Maybe the people who developed this site (which I will not name) should “spend the time and money” to research the facts before they post nonsense. They add, “If you don’t replace your cracked windshield immediately or don’t do it properly, it could potentially shatter into tiny pieces into the faces of you and your passengers. You don’t want that to happen, right? We hope not.” Are you kidding me? Really?

Don’t worry though; this website gives you step by step instructions to replace your windshield. Items in italics are their recommendations; my comments are in bold parentheses.

Please Note: I do not recommend this website.

“To replace the windshield on your car, all you have to do is purchase the correct windshield for your car, and then detach all of the items attached to the windshield. This includes the wipers and the rear view mirror. (Since when are wipers attached to the windshield?) You should then separate the rubber gasket from the glass carefully using a screwdriver or a knife, (What?) and then squeeze away the glass from the frame gently by pushing it from inside. (Again, what?) Carefully remove the glass and set it aside; the windshield is much heavier than you most likely think it is, and it can break apart as you hold it (this is why removing and replacing the windshield on a car is largely a two-person job for safety reasons).

Simply proceed to wipe the rubber gasket clean and then place it around the new windshield. Apply a sealant to the rubber gasket and the frame, and then push the windshield firmly in the frame, so that it fits tightly.”

Wow, I wonder how many people driving on our roadways today have replaced their own windshields using this method.

Now get off the floor and dry your eyes. I know this stuff may seem funny to a professional, but there are people that read this and think that it is for real. The people who follow this advice are putting their friends and family in danger.

The Internet is a wonderful thing. I use it daily to research and verify information, but I do not use just one site to give me the facts that I need. Nor do I take the articles that I read as fact. I do consider the source and the timeliness of the information and compare what I am reading to the facts that I already know as true.
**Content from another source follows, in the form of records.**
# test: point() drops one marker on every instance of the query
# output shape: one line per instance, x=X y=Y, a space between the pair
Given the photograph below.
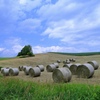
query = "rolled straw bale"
x=67 y=65
x=20 y=68
x=58 y=61
x=35 y=72
x=26 y=70
x=41 y=67
x=56 y=64
x=2 y=69
x=73 y=68
x=94 y=64
x=23 y=67
x=13 y=71
x=5 y=72
x=50 y=67
x=85 y=71
x=60 y=75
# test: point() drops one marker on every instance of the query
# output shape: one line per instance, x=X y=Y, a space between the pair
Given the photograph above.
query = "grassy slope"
x=23 y=90
x=78 y=54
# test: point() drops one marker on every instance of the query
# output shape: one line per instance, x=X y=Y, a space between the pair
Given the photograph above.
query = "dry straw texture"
x=13 y=71
x=85 y=71
x=61 y=75
x=41 y=67
x=34 y=72
x=50 y=67
x=26 y=70
x=20 y=68
x=67 y=65
x=56 y=64
x=23 y=67
x=58 y=61
x=73 y=68
x=5 y=72
x=94 y=64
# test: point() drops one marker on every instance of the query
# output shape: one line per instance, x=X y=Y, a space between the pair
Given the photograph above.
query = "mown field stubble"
x=48 y=58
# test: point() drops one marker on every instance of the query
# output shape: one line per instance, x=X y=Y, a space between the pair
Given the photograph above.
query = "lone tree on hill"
x=26 y=51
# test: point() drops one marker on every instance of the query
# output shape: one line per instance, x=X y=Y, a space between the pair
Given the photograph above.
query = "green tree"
x=26 y=51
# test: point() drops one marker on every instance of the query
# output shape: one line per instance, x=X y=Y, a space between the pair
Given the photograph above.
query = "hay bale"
x=60 y=75
x=5 y=72
x=41 y=67
x=26 y=70
x=2 y=69
x=50 y=67
x=94 y=64
x=56 y=64
x=85 y=71
x=66 y=62
x=35 y=72
x=73 y=68
x=67 y=65
x=58 y=61
x=24 y=67
x=20 y=68
x=13 y=71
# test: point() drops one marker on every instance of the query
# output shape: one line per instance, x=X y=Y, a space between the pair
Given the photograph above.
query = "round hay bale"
x=20 y=68
x=50 y=67
x=67 y=65
x=23 y=67
x=66 y=62
x=58 y=61
x=73 y=68
x=85 y=71
x=60 y=75
x=56 y=64
x=41 y=67
x=26 y=70
x=35 y=72
x=13 y=71
x=94 y=64
x=5 y=72
x=2 y=69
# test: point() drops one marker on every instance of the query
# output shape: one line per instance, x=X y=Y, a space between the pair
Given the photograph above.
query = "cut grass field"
x=24 y=87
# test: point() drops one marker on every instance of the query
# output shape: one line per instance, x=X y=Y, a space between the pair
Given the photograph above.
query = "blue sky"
x=49 y=26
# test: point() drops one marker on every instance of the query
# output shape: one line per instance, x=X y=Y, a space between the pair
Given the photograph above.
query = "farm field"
x=24 y=87
x=48 y=58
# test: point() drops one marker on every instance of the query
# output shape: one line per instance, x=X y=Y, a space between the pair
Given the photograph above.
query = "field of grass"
x=78 y=54
x=24 y=87
x=14 y=89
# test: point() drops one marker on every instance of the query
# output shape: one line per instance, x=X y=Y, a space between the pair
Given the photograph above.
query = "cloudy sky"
x=49 y=26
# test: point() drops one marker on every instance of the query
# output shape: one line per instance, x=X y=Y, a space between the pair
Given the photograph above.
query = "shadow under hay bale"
x=41 y=67
x=24 y=67
x=56 y=64
x=13 y=71
x=61 y=75
x=94 y=64
x=35 y=72
x=50 y=67
x=5 y=72
x=73 y=68
x=58 y=61
x=67 y=65
x=85 y=71
x=26 y=70
x=20 y=68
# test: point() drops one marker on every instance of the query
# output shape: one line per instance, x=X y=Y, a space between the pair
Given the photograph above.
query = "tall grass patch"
x=14 y=89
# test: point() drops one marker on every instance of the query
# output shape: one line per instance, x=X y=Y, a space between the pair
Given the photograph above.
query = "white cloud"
x=29 y=25
x=40 y=49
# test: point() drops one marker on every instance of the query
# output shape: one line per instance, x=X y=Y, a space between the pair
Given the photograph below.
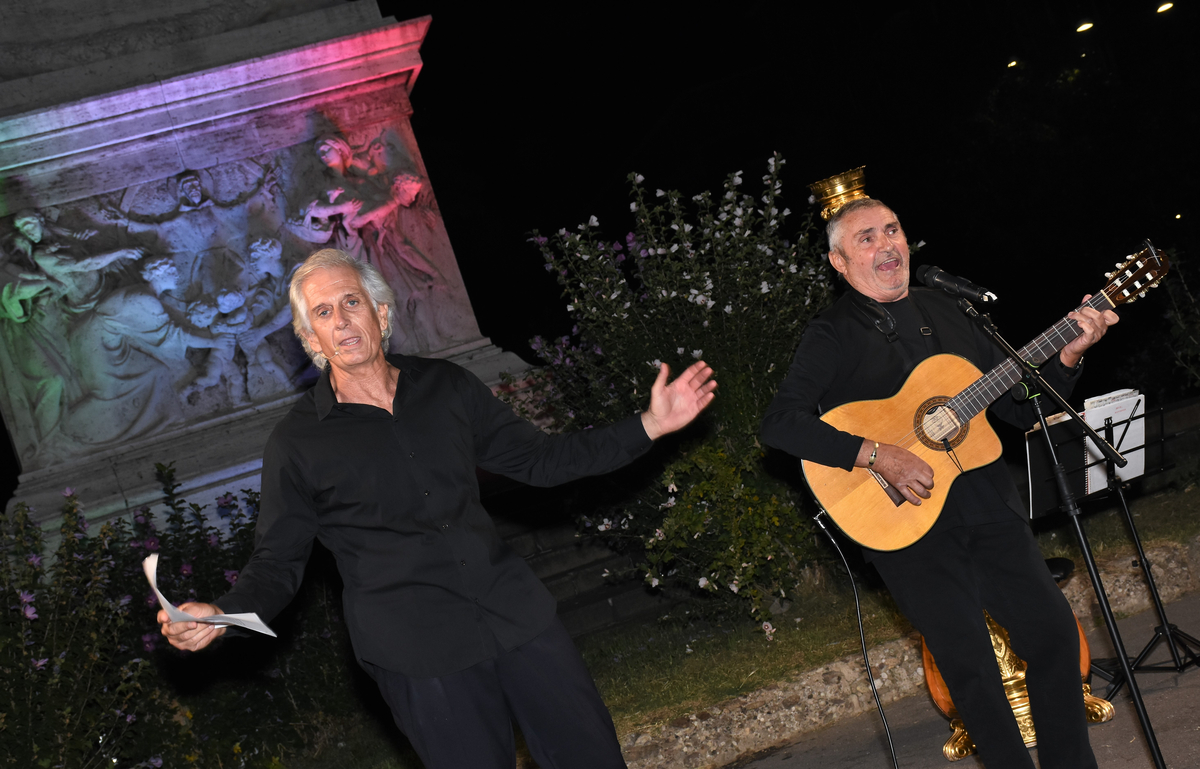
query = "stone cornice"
x=109 y=142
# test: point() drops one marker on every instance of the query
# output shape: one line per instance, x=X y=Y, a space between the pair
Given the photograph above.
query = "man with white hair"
x=378 y=462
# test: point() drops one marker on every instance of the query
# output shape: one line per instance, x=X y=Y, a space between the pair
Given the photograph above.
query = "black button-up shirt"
x=430 y=586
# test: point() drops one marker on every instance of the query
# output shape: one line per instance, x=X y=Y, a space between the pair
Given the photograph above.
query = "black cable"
x=862 y=638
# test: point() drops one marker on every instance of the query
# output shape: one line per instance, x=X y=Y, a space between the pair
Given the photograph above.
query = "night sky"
x=1031 y=180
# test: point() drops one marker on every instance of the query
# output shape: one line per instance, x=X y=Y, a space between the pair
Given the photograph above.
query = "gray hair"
x=369 y=276
x=833 y=229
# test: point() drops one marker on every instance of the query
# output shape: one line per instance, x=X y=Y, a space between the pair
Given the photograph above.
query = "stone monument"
x=153 y=206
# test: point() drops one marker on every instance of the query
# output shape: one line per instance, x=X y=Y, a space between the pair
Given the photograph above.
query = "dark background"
x=1031 y=180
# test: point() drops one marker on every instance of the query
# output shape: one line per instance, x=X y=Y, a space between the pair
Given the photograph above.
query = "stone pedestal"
x=154 y=206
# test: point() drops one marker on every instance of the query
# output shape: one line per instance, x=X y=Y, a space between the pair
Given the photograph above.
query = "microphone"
x=935 y=277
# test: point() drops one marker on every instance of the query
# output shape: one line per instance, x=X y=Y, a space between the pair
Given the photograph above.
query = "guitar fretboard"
x=983 y=391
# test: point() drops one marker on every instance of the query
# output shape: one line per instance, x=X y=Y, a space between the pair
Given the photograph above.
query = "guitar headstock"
x=1137 y=275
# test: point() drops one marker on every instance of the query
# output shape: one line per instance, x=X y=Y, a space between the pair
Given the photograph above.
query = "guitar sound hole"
x=933 y=424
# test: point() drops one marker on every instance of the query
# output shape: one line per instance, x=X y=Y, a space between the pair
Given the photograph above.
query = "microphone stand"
x=1035 y=386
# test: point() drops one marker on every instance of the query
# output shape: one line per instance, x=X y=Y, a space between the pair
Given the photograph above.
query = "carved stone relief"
x=166 y=302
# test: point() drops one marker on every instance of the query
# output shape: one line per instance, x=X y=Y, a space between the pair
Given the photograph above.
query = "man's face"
x=190 y=187
x=329 y=154
x=31 y=228
x=346 y=328
x=265 y=257
x=874 y=253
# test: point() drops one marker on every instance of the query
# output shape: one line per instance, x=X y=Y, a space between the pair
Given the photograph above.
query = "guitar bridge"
x=893 y=494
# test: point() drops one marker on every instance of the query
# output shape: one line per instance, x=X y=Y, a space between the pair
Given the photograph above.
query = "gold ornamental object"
x=1012 y=670
x=837 y=191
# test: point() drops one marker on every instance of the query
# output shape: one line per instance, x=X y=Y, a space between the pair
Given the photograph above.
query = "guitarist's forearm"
x=868 y=452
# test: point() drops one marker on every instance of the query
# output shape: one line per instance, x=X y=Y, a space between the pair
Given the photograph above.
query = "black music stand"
x=1181 y=646
x=1043 y=496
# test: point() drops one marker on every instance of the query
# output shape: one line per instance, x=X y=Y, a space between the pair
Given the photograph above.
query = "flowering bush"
x=717 y=277
x=89 y=682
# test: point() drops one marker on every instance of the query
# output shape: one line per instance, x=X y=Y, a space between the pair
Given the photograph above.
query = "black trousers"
x=466 y=719
x=943 y=583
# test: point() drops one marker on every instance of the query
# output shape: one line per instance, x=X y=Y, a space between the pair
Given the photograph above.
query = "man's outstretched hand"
x=673 y=406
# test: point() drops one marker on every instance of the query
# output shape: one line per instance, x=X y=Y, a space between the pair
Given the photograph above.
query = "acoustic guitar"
x=939 y=415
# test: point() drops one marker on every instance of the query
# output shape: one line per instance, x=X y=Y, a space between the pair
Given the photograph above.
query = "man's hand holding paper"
x=192 y=626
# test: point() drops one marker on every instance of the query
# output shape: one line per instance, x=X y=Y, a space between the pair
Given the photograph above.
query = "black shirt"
x=430 y=586
x=844 y=358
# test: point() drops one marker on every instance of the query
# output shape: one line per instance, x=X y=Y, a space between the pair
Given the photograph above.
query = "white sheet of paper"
x=250 y=622
x=1131 y=443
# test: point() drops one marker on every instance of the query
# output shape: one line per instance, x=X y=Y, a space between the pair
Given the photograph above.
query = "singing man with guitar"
x=976 y=551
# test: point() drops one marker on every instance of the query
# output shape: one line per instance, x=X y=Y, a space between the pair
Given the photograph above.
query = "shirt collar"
x=323 y=391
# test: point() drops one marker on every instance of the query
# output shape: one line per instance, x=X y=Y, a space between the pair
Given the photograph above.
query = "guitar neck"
x=983 y=391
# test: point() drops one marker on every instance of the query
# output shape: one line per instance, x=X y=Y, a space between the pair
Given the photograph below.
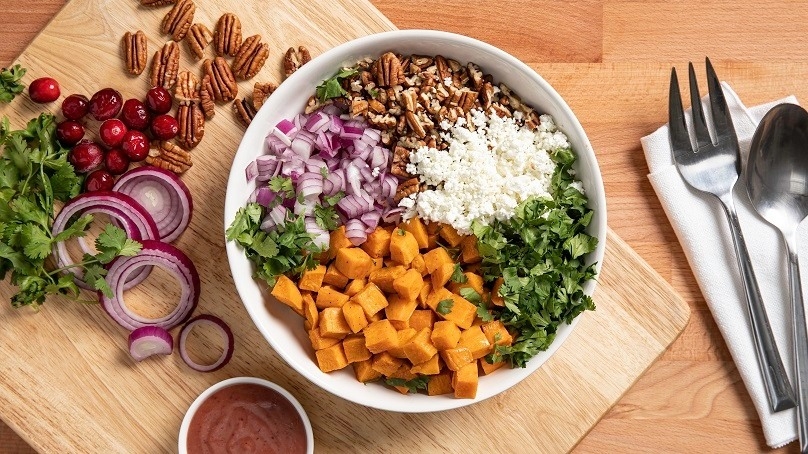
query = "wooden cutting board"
x=68 y=385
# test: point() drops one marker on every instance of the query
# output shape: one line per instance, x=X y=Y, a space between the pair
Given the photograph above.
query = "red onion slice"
x=148 y=341
x=163 y=195
x=163 y=255
x=227 y=338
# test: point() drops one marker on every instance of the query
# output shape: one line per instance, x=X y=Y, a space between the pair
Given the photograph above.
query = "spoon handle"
x=800 y=346
x=775 y=380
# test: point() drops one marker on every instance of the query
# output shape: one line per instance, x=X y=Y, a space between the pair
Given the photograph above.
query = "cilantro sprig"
x=540 y=254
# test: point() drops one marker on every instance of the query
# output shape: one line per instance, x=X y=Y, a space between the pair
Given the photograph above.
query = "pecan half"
x=244 y=110
x=135 y=51
x=169 y=156
x=192 y=125
x=177 y=22
x=294 y=59
x=165 y=64
x=206 y=98
x=261 y=92
x=198 y=38
x=187 y=90
x=227 y=35
x=250 y=57
x=223 y=85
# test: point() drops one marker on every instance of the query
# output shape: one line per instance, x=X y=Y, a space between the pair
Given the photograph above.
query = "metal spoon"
x=777 y=182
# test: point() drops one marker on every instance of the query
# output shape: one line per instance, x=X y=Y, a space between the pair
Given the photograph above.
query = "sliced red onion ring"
x=153 y=253
x=227 y=338
x=150 y=340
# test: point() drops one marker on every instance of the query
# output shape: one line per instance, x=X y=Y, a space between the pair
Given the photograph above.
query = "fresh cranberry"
x=159 y=100
x=86 y=156
x=165 y=127
x=105 y=104
x=111 y=132
x=116 y=161
x=99 y=180
x=75 y=106
x=135 y=115
x=135 y=146
x=44 y=89
x=69 y=132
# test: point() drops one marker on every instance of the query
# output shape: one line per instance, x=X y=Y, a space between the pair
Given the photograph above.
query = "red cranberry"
x=99 y=180
x=135 y=115
x=86 y=156
x=111 y=132
x=159 y=100
x=165 y=127
x=69 y=132
x=75 y=106
x=44 y=89
x=105 y=104
x=116 y=161
x=135 y=146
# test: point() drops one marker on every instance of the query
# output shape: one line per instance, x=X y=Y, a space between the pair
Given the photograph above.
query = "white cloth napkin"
x=703 y=231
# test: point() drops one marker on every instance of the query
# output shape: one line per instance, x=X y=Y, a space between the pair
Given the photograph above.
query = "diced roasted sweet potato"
x=445 y=335
x=465 y=381
x=287 y=293
x=380 y=336
x=403 y=247
x=331 y=358
x=333 y=324
x=312 y=279
x=384 y=277
x=409 y=285
x=420 y=348
x=354 y=263
x=364 y=371
x=330 y=297
x=378 y=243
x=354 y=348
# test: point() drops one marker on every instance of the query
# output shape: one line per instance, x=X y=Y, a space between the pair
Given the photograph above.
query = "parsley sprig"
x=540 y=253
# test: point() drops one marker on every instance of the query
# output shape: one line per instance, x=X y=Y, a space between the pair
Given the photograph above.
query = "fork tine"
x=699 y=122
x=718 y=105
x=677 y=128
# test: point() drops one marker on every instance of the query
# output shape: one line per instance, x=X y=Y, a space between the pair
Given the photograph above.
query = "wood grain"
x=610 y=60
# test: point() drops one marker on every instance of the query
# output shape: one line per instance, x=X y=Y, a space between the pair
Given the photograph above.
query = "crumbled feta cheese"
x=490 y=167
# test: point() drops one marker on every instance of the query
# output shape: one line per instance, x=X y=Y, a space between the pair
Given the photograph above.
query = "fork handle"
x=775 y=380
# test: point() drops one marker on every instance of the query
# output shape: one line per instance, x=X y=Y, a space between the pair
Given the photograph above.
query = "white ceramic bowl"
x=279 y=325
x=189 y=415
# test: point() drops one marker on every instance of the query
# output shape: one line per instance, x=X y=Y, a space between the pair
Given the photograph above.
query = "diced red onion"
x=148 y=341
x=153 y=253
x=227 y=338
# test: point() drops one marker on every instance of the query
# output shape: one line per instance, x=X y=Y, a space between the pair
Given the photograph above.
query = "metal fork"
x=714 y=168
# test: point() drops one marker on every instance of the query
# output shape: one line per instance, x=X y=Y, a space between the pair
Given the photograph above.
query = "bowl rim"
x=573 y=128
x=182 y=440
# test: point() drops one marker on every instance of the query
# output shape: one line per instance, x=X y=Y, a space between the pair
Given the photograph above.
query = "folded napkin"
x=703 y=231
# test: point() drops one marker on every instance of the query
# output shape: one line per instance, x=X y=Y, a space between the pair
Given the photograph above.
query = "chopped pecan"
x=187 y=90
x=223 y=85
x=198 y=38
x=135 y=51
x=206 y=98
x=244 y=110
x=261 y=92
x=387 y=70
x=191 y=124
x=406 y=188
x=250 y=57
x=169 y=156
x=227 y=35
x=294 y=59
x=165 y=64
x=177 y=22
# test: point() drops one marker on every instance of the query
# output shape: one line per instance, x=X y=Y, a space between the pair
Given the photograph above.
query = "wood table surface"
x=692 y=399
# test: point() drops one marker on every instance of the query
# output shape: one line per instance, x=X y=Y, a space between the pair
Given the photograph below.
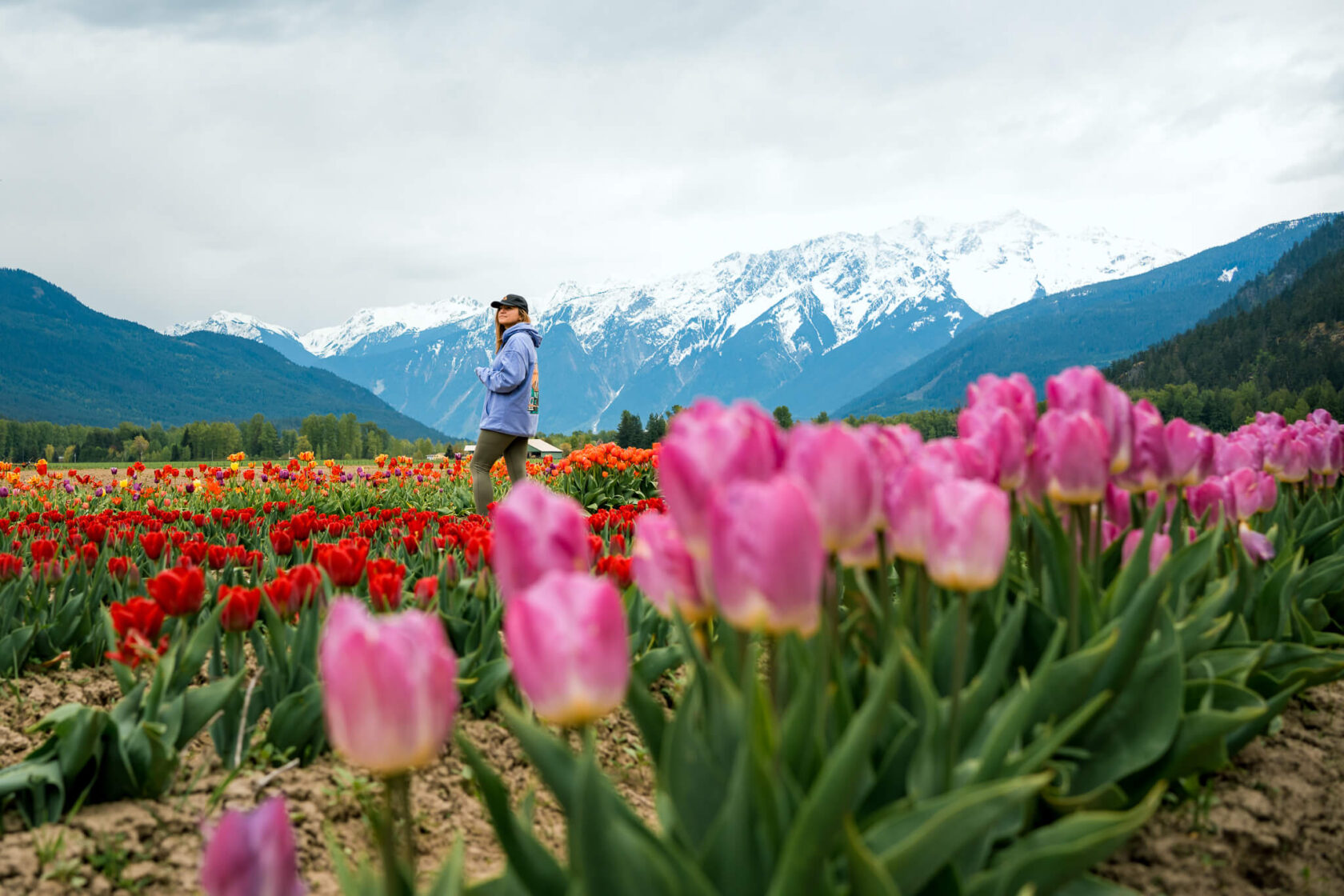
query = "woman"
x=510 y=417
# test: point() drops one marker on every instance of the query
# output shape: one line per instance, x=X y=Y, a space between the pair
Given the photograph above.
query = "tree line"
x=326 y=435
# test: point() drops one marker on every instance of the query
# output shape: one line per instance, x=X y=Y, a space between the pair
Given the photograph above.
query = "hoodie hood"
x=523 y=326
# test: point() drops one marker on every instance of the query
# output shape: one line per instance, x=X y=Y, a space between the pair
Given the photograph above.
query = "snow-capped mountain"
x=1006 y=261
x=810 y=326
x=281 y=338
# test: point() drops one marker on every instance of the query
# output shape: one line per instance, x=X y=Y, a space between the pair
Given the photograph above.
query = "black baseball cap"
x=511 y=301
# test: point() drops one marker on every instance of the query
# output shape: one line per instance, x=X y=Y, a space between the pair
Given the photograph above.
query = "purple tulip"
x=1070 y=460
x=252 y=854
x=836 y=466
x=970 y=544
x=389 y=686
x=1255 y=544
x=766 y=557
x=566 y=640
x=706 y=448
x=537 y=531
x=1015 y=394
x=664 y=569
x=1158 y=550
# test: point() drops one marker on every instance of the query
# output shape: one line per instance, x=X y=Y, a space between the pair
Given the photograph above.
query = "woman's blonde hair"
x=500 y=328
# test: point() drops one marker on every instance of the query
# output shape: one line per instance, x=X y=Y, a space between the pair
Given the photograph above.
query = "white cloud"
x=300 y=160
I know that many of you cruise the Internet to watch videos or find articles to help with your preparation for upcoming installations. However, I hope you will take the information you find with a little skepticism and find confirmation from an authority you can trust.

Those of you out there reading my blog that are not automotive glass industry professionals, I have a word of advice. All of the things you find on the Internet are not necessarily true. There is no law or restriction on publishing falsehoods. The Internet is for a free sharing of ideas, opinions, sometimes facts and sometimes complete fabrications. Surfer beware.